A year after his mother’s death, he decided that he wanted to pursue a career as a singer and ran away from home. He began supporting himself singing at local resorts, weddings, and funerals. He later said that he had to cut his shirtfronts out of white paper, because he couldn’t afford to buy real shirts. He also wore his suit so many times that it turned green from mold, and he had to dye it black again.
He entered the military when he was 21. An officer noticed his beautiful voice and introduced him to a wealthy nobleman who was connected to the opera industry. And that was how Caruso got his first role in an opera. He was paid $16 for his first two performances in 1895. The first opera he sang in was a failure, but he worked his way up in the minor opera houses until he was singing in the most prestigious houses in Naples.
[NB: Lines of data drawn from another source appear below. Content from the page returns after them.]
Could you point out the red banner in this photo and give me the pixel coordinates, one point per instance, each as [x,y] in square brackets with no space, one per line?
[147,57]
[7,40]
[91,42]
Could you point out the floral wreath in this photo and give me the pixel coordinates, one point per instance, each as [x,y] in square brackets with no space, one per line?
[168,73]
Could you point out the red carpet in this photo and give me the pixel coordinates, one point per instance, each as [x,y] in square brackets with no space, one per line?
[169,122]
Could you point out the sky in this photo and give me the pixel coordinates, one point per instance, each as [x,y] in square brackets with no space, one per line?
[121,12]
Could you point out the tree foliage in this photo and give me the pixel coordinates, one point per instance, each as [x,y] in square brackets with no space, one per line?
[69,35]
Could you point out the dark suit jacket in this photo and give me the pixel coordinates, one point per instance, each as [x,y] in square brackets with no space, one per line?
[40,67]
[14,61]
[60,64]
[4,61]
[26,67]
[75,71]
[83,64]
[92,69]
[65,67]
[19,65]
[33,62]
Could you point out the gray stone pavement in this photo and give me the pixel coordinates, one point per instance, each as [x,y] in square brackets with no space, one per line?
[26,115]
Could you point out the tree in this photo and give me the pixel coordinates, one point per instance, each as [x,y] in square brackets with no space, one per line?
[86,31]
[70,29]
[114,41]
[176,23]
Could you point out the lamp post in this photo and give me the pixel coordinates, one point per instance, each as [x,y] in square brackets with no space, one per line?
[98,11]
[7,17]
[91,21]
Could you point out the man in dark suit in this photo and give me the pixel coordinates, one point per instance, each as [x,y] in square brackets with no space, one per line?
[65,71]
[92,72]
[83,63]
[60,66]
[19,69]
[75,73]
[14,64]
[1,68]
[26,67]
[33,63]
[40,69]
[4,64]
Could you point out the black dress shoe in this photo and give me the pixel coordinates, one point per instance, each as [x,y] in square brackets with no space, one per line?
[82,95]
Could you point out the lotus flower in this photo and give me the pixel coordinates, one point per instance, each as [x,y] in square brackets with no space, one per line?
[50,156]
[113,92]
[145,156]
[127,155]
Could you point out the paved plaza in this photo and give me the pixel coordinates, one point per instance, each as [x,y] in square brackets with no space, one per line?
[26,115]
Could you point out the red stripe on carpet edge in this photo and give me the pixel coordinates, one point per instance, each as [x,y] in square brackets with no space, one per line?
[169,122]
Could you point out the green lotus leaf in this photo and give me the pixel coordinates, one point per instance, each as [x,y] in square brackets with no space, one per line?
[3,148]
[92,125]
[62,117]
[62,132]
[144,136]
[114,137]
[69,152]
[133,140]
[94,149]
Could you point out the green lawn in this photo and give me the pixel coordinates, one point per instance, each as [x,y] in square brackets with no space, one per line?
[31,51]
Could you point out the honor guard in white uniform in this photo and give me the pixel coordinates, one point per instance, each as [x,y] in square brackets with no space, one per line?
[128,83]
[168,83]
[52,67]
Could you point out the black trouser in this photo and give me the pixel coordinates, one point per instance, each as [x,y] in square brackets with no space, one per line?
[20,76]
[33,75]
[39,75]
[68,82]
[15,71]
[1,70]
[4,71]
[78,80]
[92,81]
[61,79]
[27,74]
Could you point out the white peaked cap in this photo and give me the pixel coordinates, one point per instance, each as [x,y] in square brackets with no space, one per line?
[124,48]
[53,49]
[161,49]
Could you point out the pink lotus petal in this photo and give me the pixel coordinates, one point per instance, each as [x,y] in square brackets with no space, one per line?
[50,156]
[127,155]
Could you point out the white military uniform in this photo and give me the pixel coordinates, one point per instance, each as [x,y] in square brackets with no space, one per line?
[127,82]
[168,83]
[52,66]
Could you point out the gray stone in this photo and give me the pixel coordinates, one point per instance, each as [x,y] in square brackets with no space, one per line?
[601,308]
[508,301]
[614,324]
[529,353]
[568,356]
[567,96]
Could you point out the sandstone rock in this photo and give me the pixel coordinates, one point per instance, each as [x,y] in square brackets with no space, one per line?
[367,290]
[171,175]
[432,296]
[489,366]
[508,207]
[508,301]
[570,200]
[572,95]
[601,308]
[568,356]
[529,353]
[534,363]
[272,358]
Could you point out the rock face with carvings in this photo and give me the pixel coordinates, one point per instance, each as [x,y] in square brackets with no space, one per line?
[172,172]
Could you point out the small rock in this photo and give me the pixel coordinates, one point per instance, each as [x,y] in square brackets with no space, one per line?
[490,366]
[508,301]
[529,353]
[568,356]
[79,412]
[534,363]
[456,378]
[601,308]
By 1898, he was so famous that he was invited to sing in St. Petersburg, Russia. After his performance, the czar gave him a pair of gold cuff links set with diamonds. At that time, the New York Met was the one of the world’s leading opera houses, and when the manager of the Met heard Caruso sing in England, he signed Caruso to a five-year contract for 50 performances a season. Unfortunately, the manager of the Met resigned before Caruso arrived, and that meant that his contract was null and void. The new manager had never heard of Caruso, and was only willing to commit to 25 appearances for an unknown tenor.
There was a good deal of anticipation among opera aficionados for his Metropolitan debut in Rigoletto in 1903, and most critics agreed that he did a good job, but it wasn’t a standout performance. Over the course of that first opera season, Caruso began to relax, and he sang better and better with each performance. By the end of the season, audiences were going into hysterics. After one of his last performances of the season, the audience members began yelling, stamping, and screaming his name. One woman jumped up on stage as Caruso came out for a bow. She tore a button from his coat and immediately burst into tears.
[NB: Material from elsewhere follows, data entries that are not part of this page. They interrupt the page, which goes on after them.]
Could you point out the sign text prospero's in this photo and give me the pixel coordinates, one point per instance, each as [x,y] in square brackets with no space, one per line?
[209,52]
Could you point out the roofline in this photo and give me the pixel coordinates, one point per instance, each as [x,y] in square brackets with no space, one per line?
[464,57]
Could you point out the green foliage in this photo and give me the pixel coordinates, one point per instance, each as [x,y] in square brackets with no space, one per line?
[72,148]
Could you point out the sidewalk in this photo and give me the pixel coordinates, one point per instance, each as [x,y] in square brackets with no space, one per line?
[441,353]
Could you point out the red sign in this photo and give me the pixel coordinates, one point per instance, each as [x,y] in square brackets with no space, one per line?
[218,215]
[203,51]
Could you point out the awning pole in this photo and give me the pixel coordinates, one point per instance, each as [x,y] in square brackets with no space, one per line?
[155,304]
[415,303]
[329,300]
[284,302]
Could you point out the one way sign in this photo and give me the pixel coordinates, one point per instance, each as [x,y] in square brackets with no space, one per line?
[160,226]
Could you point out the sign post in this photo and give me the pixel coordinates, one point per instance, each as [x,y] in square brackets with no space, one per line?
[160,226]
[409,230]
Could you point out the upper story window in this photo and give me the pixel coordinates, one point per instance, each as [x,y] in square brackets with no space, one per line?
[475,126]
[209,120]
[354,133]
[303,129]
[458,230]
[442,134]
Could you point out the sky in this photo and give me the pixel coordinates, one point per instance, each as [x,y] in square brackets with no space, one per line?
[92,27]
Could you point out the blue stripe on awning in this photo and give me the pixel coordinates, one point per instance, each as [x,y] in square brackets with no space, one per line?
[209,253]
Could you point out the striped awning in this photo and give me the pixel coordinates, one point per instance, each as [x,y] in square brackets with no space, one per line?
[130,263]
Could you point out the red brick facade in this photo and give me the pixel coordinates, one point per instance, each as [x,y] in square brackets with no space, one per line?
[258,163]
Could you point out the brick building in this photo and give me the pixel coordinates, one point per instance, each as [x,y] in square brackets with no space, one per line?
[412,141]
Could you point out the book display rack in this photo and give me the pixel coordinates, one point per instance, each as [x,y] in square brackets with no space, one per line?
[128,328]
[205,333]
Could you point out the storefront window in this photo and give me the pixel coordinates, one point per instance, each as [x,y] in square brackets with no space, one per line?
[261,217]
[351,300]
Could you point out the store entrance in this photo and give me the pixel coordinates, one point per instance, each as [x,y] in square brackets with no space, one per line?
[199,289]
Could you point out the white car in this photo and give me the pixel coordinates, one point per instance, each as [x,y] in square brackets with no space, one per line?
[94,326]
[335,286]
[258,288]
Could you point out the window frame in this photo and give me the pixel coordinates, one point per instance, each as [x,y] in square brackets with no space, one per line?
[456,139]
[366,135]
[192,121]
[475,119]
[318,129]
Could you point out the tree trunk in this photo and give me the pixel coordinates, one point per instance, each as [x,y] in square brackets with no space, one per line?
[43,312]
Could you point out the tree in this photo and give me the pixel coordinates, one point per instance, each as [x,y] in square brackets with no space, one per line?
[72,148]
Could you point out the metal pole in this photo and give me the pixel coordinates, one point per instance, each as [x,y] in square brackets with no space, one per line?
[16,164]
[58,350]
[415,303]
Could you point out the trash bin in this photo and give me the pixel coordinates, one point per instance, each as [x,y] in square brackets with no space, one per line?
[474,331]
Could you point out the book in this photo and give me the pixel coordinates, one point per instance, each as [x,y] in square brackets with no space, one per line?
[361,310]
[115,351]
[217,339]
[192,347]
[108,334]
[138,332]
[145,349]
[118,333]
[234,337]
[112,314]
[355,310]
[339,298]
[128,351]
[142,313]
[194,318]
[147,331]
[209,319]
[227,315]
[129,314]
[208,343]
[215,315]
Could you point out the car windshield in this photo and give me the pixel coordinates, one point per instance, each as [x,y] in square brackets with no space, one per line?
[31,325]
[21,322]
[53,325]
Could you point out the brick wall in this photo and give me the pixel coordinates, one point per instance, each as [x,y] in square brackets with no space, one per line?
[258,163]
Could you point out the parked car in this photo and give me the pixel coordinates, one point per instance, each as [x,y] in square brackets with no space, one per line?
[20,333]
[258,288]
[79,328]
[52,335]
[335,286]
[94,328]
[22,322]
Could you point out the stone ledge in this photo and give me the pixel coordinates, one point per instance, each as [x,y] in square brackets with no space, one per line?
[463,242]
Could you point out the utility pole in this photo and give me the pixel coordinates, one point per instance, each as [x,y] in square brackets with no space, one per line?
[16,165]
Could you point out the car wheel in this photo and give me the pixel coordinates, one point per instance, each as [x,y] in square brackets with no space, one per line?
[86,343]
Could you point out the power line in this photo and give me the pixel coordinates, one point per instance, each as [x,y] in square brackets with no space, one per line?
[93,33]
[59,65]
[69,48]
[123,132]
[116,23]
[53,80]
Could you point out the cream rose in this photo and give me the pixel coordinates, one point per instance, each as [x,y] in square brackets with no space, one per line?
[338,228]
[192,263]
Less than three months after his Metropolitan debut, Caruso made some recordings for the Victor Company. At the time, the gramophone was just a curiosity, but Caruso had become a household name, and people all over the country wanted to hear his voice. His records inspired thousands of people to buy their first gramophones, and his were the first records ever to sell more than a million copies. It can therefore be argued that Caruso’s voice was responsible for the beginning of the musical recording industry.
Caruso went on to perform 17 consecutive seasons at the Met, giving a total of 626 performances in New York, in 37 different operas. He gave his final performance at the Met on December 11, 1920, but he had to leave the stage after the first act, because he was coughing up blood. It was the final performance of his life. He died a few months later.
Enrico Caruso once said, “[A great singer needs] a big chest, a big mouth, 90 percent memory, 10 percent intelligence, lots of hard work, and something in the heart.”